Io e Carlotta ci conosciamo poco, forse ci siamo visti cinque volte in tutto. Però ci siamo aiutati, ci siamo ascoltati, ci siamo capiti. La cosa più bella è che ci siamo fidati. Ora vorrei che questa prefazione terminasse con una promessa. Promettimi che ti fiderai del marketing. Fa sorridere no? Lo abbiamo sempre maltrattato, ogni volta che lo nominiamo è per dire qualcosa di negativo “È tutto marketing”. Che vuol dire finto, artefatto, costruito. Tu invece fidati del marketing, ma aiutaci a cambiarlo.
Fidati del marketing, ma dillo pure che sei offeso.
Io sono Cristiano Carriero e questa è la mia newsletter, L’ho fatto a Posta.
Ieri sera è iniziata La Casse di Digital Storytelling, ed è stata una grande emozione aprire questo percorso. Ci sono più di 12 lezioni, ma la sensazione è che ne aggiungeremo ancora altre. C’è ancora posto, se vuoi.
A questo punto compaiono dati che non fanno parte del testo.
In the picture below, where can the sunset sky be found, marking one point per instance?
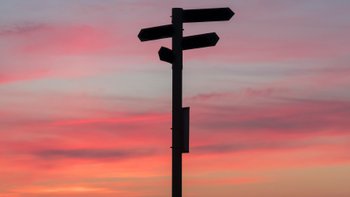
(85, 106)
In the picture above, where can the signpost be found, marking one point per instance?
(180, 115)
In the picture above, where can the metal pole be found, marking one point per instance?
(177, 103)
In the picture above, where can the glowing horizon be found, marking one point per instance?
(86, 107)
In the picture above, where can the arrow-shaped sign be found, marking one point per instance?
(200, 41)
(155, 33)
(206, 15)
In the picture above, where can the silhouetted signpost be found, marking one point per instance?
(180, 115)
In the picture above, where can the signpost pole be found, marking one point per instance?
(180, 116)
(177, 102)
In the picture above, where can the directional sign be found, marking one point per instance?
(166, 55)
(155, 33)
(200, 41)
(206, 15)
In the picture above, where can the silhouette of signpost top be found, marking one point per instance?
(174, 56)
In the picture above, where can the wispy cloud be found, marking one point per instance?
(91, 154)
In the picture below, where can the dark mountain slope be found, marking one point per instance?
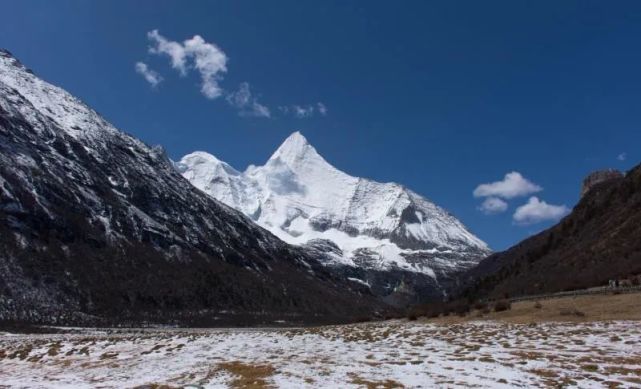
(598, 241)
(98, 228)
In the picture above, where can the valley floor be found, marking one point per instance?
(370, 355)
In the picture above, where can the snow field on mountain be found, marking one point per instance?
(298, 196)
(396, 354)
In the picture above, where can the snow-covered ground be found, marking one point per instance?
(385, 355)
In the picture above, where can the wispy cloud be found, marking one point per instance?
(536, 211)
(493, 205)
(151, 76)
(304, 111)
(513, 185)
(207, 58)
(247, 104)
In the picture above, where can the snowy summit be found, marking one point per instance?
(355, 222)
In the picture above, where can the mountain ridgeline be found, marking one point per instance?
(98, 228)
(599, 241)
(402, 246)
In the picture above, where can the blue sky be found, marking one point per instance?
(439, 96)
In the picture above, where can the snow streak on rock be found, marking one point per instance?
(302, 199)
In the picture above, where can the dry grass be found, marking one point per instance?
(591, 308)
(248, 376)
(369, 384)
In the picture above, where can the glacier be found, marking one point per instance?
(355, 222)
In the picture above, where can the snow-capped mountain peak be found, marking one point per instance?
(299, 155)
(303, 199)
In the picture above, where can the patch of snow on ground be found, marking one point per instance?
(414, 354)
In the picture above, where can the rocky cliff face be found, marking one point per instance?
(382, 235)
(598, 241)
(598, 177)
(98, 228)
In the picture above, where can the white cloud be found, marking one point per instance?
(209, 60)
(152, 77)
(304, 111)
(322, 109)
(536, 211)
(246, 104)
(512, 185)
(493, 205)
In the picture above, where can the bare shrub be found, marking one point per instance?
(502, 305)
(571, 312)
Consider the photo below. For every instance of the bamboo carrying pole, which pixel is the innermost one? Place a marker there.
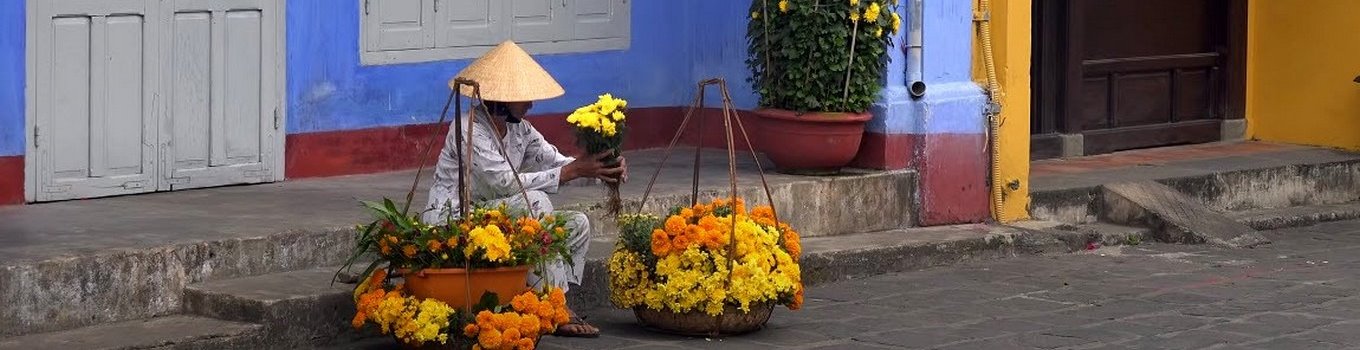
(729, 119)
A gennaio iniziamo un corso di scrittura biografica con Lucy. Si chiama “Lessico Familare” o, se preferisci, “La mia famiglia e altri animali”. Fatti un regalo, e non solo perché c’è lo sconto del black friday. Sali a bordo. La famiglia è una fucina di storie ricca di legami, conflitti, amore, rimorsi e rimpianti, equivoci, vicinanza, assenza, ricordi. Il pretesto perfetto per iniziare a raccontare. Con noi ci saranno Rossella Postorino, Chiara Tagliaferri, Marco Missiroli, Grazia Calandrone, Teresa Ciabatti, Matteo Fontanone, Alessandra Minervini. I migliori racconti che verranno fuori da questo corso verranno pubblicati su Lucy. Sulla cultura e io penso che non ci sia occasione migliore per scoprire da dove veniamo e soprattutto dove stiamo andando.
ps: credo sia il momento di dire che il mio romanzo, 24 dicembre, non è un libro sulla vigilia di Natale, ma la lettera di un uomo, e di un padre, che insegna a sua figlia a rispettare le scelte della madre, Alice.
Ti abbraccio, fa buon weekend e scendi in piazza (e fai sentire la tua voce).